The last few weeks have flown by–like the blink of an eye. It’s hard to fathom how quickly 2014 is passing by–and it really has been a make or break year. However, I have decided that my year began in April, not January. April, when I stopped drinking, seems like a life-time ago. It’s hard for me to capture any memories from October 2013 to April 2014–my mind was so preoccupied with stress related items, anxiety and drenched in alcohol. I have been keeping a daily journal at my new job–I probably spend 45 minutes out of the day writing. Lets’ just keep that between you and I, as my new boss is pretty strict about time management. I find myself writing a lot about Lila, and yes, still…Katie. I love her with all of my heart…yes, still. I can’t help but think about the “what ifs.” I know it’s counter-productive, but I do it anyway.
I would be lying if I said I haven’t thought about drinking. I’d be lying if I said I wasn’t the type of alcoholic that is debating whether I can drink normally. I have missed a few weeks of AA, and the guys have been calling. They keep mentioning that a true alcoholic who stops going to meetings will transition back to the old ways of thinking. I appreciate their concern and assured them i’ll be back this Monday for the regular meeting.
Overall, I am happy with life right now. Things are going really well with Lila and work. She has a soccer tournament tomorrow, and at her parent/teacher conference–Ms. Pelayo was very happy with all of her progress. Lila is on the brink of reading, which is amazing.
I am doing my best to stay busy–which is very helpful in my effort to continue not drinking. If I weren’t so busy, i’m pretty sure alcohol would be a lot harder to stay away from.
I went bowling the other night with my friend–they were drinking pitcher after pitcher of beer. Me? I just got an orange juice, which was surprisingly refreshing. On my way home, a police officer followed me part of the way. Usually, i’d be a bit nervous–but it felt good not being scared that I was in jeopardy of losing my license due to a DUI.
I picked up a Christmas tree today with Lila. Just a fake one, nothing fancy. I know we are a bit early for putting up a tree–it just felt like the right time. I love the glow of the lights at night in the living room–it reminds me of home back in Pennsylvania.

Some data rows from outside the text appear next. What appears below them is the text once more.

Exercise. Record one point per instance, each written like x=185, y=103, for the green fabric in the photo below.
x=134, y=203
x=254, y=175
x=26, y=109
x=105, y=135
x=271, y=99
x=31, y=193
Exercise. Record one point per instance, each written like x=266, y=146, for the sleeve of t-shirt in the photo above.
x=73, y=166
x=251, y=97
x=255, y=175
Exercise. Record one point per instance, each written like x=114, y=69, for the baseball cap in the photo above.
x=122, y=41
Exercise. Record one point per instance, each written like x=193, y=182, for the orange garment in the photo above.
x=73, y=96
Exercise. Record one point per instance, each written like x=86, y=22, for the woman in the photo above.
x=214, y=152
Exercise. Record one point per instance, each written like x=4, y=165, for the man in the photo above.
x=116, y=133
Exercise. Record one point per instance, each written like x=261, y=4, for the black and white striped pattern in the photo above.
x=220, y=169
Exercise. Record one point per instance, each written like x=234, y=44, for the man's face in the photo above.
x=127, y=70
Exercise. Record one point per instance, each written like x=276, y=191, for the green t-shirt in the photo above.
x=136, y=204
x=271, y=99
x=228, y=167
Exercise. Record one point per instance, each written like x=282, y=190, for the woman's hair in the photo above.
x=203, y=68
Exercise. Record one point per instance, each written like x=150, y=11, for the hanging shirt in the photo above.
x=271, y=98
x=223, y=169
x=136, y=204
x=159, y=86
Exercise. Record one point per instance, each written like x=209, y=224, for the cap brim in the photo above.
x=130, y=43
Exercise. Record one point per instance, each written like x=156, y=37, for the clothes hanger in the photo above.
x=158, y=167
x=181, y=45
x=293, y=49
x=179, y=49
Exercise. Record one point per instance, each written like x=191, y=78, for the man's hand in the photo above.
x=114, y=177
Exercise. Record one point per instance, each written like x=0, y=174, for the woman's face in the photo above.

I’m going to keep focusing on one day at a time, and though the urge to drink has reemerged–i’m going to fight it. I feel more alone than usual, but right now, i’m watching my daughter play with her two friends as I write this post. I know i’m not alone–and the one person who loves me unconditionally and depends on me is what I need to keep in mind. She is so sweet and loves me with all her heart–and that’s not something i’m willing to lose.